A smooth function $m \in \mathcal C^\infty(\mathbb R^n)$ is said to be slowly increasing if for all $\alpha \in \mathbb N^n_0$ there exists $C_\alpha, k_\alpha$ such that $|\partial_\alpha f(x)| \leq C_\alpha(1+|x|^2)^{k_\alpha}$
1) Is a function satisfying the above also called 'of polynomial growth'? I do not really understand why the RHS of above estimate has the special form it has, e.g. what is the meaning/relevance of the power of 2 on the RHS?

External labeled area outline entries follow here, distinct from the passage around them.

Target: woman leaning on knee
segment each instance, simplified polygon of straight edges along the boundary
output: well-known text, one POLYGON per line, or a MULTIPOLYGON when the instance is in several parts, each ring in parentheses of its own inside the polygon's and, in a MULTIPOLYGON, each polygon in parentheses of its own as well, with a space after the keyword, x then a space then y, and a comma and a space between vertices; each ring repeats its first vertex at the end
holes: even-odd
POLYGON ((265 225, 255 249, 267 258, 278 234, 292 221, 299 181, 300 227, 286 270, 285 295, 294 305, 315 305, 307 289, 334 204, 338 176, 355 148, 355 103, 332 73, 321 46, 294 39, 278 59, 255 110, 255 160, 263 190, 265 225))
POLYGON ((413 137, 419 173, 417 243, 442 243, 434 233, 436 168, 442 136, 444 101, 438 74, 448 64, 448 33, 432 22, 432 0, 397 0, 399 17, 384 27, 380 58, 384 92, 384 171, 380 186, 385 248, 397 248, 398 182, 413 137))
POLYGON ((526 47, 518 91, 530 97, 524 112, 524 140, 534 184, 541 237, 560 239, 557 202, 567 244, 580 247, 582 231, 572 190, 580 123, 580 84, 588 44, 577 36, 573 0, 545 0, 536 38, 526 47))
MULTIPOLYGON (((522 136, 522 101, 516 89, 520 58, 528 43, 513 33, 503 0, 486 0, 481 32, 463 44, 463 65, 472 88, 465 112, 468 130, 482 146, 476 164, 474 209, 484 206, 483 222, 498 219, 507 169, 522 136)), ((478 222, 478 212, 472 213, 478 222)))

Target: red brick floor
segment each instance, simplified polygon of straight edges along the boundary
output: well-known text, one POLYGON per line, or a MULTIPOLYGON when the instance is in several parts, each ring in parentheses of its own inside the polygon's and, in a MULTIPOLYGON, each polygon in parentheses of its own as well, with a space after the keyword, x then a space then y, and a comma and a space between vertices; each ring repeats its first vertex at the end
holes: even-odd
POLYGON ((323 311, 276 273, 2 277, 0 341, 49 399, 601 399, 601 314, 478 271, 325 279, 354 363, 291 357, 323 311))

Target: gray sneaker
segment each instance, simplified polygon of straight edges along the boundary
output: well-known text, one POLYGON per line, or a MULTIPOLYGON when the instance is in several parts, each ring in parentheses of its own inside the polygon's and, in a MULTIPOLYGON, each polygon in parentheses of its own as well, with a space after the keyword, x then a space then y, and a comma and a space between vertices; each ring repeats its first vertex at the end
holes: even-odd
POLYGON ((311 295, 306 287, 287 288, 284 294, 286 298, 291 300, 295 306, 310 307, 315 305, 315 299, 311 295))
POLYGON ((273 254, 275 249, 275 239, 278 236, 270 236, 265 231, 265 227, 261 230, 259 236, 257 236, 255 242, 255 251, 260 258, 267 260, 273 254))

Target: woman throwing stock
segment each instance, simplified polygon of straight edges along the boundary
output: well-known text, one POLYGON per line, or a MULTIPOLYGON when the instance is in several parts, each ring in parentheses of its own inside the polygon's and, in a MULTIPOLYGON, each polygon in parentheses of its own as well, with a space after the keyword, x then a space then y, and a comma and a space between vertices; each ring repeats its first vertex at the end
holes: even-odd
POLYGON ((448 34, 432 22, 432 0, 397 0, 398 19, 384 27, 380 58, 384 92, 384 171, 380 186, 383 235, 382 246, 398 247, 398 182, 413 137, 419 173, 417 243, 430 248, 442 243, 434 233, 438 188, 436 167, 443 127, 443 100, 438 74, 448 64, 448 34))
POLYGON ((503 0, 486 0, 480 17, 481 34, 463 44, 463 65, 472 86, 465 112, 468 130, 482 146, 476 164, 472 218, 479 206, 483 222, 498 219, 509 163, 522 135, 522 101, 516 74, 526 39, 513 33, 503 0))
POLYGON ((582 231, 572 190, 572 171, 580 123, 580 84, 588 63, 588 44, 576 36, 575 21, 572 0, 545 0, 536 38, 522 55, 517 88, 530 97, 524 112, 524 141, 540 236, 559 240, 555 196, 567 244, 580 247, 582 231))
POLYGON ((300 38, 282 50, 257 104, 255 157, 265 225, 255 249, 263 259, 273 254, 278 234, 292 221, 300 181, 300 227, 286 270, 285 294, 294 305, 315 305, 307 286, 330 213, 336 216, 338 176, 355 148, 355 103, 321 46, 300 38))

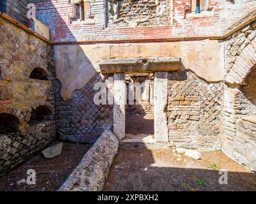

2) I try to prove the following elementary lemma: if $m$ is slowly increasing, then multiplication by $m$ defines an operator $\mathcal S(\mathbb R^n) \to \mathcal S(\mathbb R^n)$ on the Schwartz space of rapidly decreasing functions. So, let $f \in S(\mathbb R^n)$. I want to show that $m f \in S(\mathbb R^n)$. In the following, $\alpha, \beta$ are multiindices and $\partial_\beta$ is the corresponding partial differential operator. My problem: if I estimate $|x^\alpha (\partial_\beta(mf))(x)|$ I get that this is smaller or equal $|x^\alpha f(x)| C_\beta(1+|x|^2)^{k_\beta} + |\partial_\beta f(x)| C_0 (1+|x|^2)^{k_0}$ but terms like $C_\beta(1+|x|^2)^{k_\beta}$ are unbounded. What do I miss here?
The power $2$ has no real significance: $(1+|x|^2)^k$ and $(1+|x|)^{2k}$ are equivalent.